La gran imaginación de los conquistadores, los llevó a ver en sus delirios, un brillante pueblo
con calles y casas de oro, donde el preciado metal era tan abundante y común que
prácticamente todo se construía con oro, incluyendo los utensilios de cocina. Fueron entonces
los conquistadores los que trajeron y construyeron la leyenda de El Dorado, junto con lo que los
indígenas de aquella época les contaban. La leyenda cuenta varias versiones: una de ellas es
que dicen que en una tribu oculta en medio de la selva, los indígenas solían enterrar a sus
muertos en una laguna llamada, La Laguna de Guatavita. Dicen que a los difuntos los envolvían
en sábanas, los colocaban en una canoa y los rodeaban de velas, flores, y con gran cantidad
de joyas y tesoros. Y luego la canoa era hundida con todo lo que había encima de ella.
Cuentan también, que una vez al año, en la Laguna de Guatavita, los indígenas ofrecían
sacrificios a sus dioses en los cuales reunían un gran número de joyas y tesoros para ser
llevados hasta la mitad de la laguna por el cacique que iba desnudo y que sólo estaba cubierto
por una capa de oro, según la historia, éste era el cacique dorado, quien tiraría todo el tesoro al
agua. La historia también cuenta que cada vez que se posesionaba un nuevo cacique, los
Muiscas organizaban una gran ceremonia. El heredero, hijo de una hermana del cacique
anterior, quien antes de esto se había purificado ayunando durante seis años en una cueva
donde no podía ver el sol, ni comer alimentos con sal, ni ají. Dicen que el heredero era conducido
a la vera de la laguna donde los sacerdotes lo desvestían, untaban su cuerpo con una resina
pegajosa, lo rociaban con polvo de oro, le entregaban su nuevo cetro de cacique y lo hacían
seguir a una balsa de juncos con sus ministros y los jeques o sacerdotes, sin que ninguno de
ellos, por respeto, lo mirara a la cara. El resto del pueblo, permanecía en la orilla, donde
prendían fogatas y rezaban de espaldas a la laguna, mientras la balsa navegaba en silencio
hacia el centro de la laguna. Con los primeros rayos del sol, el nuevo cacique y sus compañeros
arrojaban a la laguna oro y esmeraldas como ofrendas a los dioses. El príncipe, despojado ya
del polvo que lo cubría, iniciaba su regreso a la tierra, en tanto resonaban con alegría tambores,
flautas y cascabeles. Después, el pueblo bailaba, cantaba y tomaba chicha durante varios días.
LA LLORONA
Entre los cafetales y los yarumos, en las noches de luna llena, se escucha el grito
de la Llorona. De rostro cadavérico, cubierta de harapos pringados por la lluvia y el
sol, la Llorona alguna vez fue una mujer hermosa de ojos audaces que enloquecía
a los hombres de los pueblos con su cuerpo de acróbata del placer. Ahora,
desprovista de esplendor, deambula sin sosiego por las veredas, atormentada por
la culpa del crimen y los delirios de una madre que cree llevar entre los brazos a un
niño imposible.

Plañidera, diosa de los tábanos y el desconsuelo, la Llorona; como algunas aves de


la espesura, jamás cesa en su canto fúnebre, aunque, intente olvidarlo atraída por
el silencio de las cañadas, por el tejido invisible de las mariposas en el aire de los
ríos. Algunas noches, incluso lo intenta, rodando las ventanas de las aldeas. Allí se
detiene, perdida en el dolor y la sombra, mientras escucha las guitarras, las voces
que con aroma de aguardiente y tabaco ahuyentaban el alba.

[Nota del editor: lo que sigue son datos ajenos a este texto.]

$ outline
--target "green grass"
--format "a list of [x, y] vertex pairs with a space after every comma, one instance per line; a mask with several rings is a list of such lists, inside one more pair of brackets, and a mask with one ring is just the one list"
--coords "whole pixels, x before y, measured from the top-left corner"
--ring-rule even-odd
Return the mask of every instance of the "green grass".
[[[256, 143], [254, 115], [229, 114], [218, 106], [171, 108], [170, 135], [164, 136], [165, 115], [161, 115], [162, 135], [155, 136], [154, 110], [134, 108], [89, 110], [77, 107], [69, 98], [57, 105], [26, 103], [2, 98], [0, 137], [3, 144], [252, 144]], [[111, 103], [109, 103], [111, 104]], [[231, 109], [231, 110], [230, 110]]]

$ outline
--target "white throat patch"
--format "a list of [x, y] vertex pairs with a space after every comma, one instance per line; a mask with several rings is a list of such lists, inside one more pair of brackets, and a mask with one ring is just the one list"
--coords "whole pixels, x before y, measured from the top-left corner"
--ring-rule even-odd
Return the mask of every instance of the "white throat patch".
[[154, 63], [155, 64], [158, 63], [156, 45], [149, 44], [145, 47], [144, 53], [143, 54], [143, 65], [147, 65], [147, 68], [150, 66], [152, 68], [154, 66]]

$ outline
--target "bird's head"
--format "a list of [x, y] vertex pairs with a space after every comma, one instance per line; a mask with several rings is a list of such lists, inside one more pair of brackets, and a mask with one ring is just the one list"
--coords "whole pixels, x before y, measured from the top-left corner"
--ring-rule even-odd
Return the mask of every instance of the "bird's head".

Dama de hiel, vagabunda del alarido, la Llorona tiene cualidad de espejismo.


Algunos, la han contemplado con el lamento infanticida, bella como antes del
maleficio. Otros, con el rostro de calavera, los ojos ardientes, el pelo alborotado y el
quejido que sacude la montaña.

Cualquiera que sea la aparición, nadie desea ver a la Llorona. Basta con reconocer
el olor, el grito desesperado, para saber que algo terrible se esconde en la maleza.